Representation in quotations varies by first and last author, most certainly as a result of the academic division of labor in the life sciences. However, what does it say about the scientific quotation that it appears first authors are more often to be quoted? Does this mean that the division of labor is changing such that the first authors are the lead scientists? Or does it imply that senior authors are being skipped over, or giving away their chance to comment on a study to the first author?

We thank the reviewer for asking bringing up these important questions. We have added better context to our first author analysis in our discussion. We have included the following two sections to address this. Also, we want to state that we find last authors to be slightly more quoted than first authors, as depicted in Fig. 2d., with first author quotation percentage largely appearing below the red line. We included this text in a response above and include it again here for convenience.

“Before 2010, quotes predicted as from men are overrepresented in comparison to both first and last authors, but between 2010 and 2017 quotes predicted from men are only overrepresented in comparison for first authors. In 2020, we find a slight over-representation of quotes predicted to be from women relative to first and last authors, but still severely under-represented when considering the general population. The choice of comparison between first and last authors can reveal different aspects of the current state of academia.
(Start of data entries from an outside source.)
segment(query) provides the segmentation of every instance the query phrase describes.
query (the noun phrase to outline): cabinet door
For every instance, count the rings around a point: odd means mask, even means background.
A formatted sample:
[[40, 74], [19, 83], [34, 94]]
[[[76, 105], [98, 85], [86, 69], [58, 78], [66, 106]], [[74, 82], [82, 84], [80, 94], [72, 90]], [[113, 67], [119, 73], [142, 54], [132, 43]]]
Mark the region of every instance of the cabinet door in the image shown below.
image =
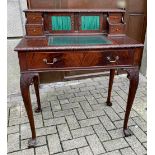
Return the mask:
[[144, 43], [147, 25], [147, 0], [127, 0], [126, 34]]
While this does not hold in all scientific fields, first authors are typically early career scientists and last authors are more senior scientists. It has also been shown that early career scientists tend to be more diverse than senior scientists [@doi:10.7554/eLife.60829; @doi:10.1096/fj.201800639]. Since we find that quotes are only slightly more likely to come from a last author, it is reasonable to compare the relative rate of predicted quotes from men to either authorship position. Comparison with last authorships may reveal more how gender bias currently exists whereas comparison with early career scientists may reveal bias in comparison to a future, more possibly diverse academic environment. We hope that increased representation and recognition of women in science, even beyond what is observed in authorship, can increase the proportion of women first and last authors such that it better reflects the general population.”
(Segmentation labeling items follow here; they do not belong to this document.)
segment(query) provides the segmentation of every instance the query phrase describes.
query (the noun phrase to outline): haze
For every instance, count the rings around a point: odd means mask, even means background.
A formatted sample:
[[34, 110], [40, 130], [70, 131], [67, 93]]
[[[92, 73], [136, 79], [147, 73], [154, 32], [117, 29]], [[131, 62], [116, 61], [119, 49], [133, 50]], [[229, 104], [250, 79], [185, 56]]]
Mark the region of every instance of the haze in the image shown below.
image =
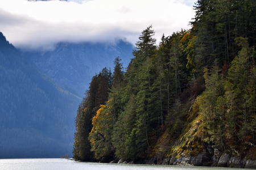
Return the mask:
[[[24, 50], [54, 49], [59, 42], [133, 44], [152, 24], [158, 41], [189, 29], [194, 1], [0, 1], [0, 31]], [[151, 2], [148, 2], [151, 1]]]

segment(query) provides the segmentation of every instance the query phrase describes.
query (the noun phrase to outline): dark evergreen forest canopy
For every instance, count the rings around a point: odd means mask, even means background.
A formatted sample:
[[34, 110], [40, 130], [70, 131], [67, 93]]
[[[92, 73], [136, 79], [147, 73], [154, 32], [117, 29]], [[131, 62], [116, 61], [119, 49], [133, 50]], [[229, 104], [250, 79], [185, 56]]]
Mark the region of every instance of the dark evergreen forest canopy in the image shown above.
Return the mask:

“In our analysis, we also find that there are more first authors with predicted East Asian name origin than last authors. This is in contrast to predicted Celtic/English and European name origins. Furthermore, we see that the amount of first author people with predicted East Asian name origins is increasing at a much faster rate than quotes are increasing. If this mismatched rate of representation continues, this could lead to an increasingly large erasure of early career scientists with East Asian name origins. As noted before, focusing on increasing engagement with early career scientists can help to reduce the growing disparity of public visibility of scientists with East Asian name origins.”

What might be the downstream impacts on the public stemming from the under-representation of scientists with East Asian names? According to Figure 3d, not only are East Asian namesunder-represented in quotations, but they are becoming more under-represented over time as they appear as authors in a greater number of Nature publications; Those with European names are proportionately represented in quotations given their share of authors in Nature. Why might this be, especially seeing as Anglo names are heavily over-represented?

To address this point, we have added the following text to our discussion: “In our analysis, we also find that there are more first authors with predicted East Asian name origin than last authors. This is in contrast to predicted Celtic/English and European name origins. Furthermore, the amount of first author people with predicted East Asian name origins is increasing at a much faster rate than quotes are increasing. If this mismatched rate of representation continues, this could lead to an increasingly large erasure of early career scientists with East Asian name origins. As noted before, focusing on increasing engagement with early career scientists can help to reduce the growing disparity of public visibility of scientists with East Asian name origins.”

I am very confused by Figure 1B. It mixes the counts of News-related items with (non-Springer) research articles in a single stacked bar plot which makes determining the quantity of either difficult. I would advise splitting them out.

Figure 1B has been updated, and the News and Research articles have been separated.

When querying the first 2000 or so results from the SpringerNature API, are the authors certain that they are getting a random sample of papers?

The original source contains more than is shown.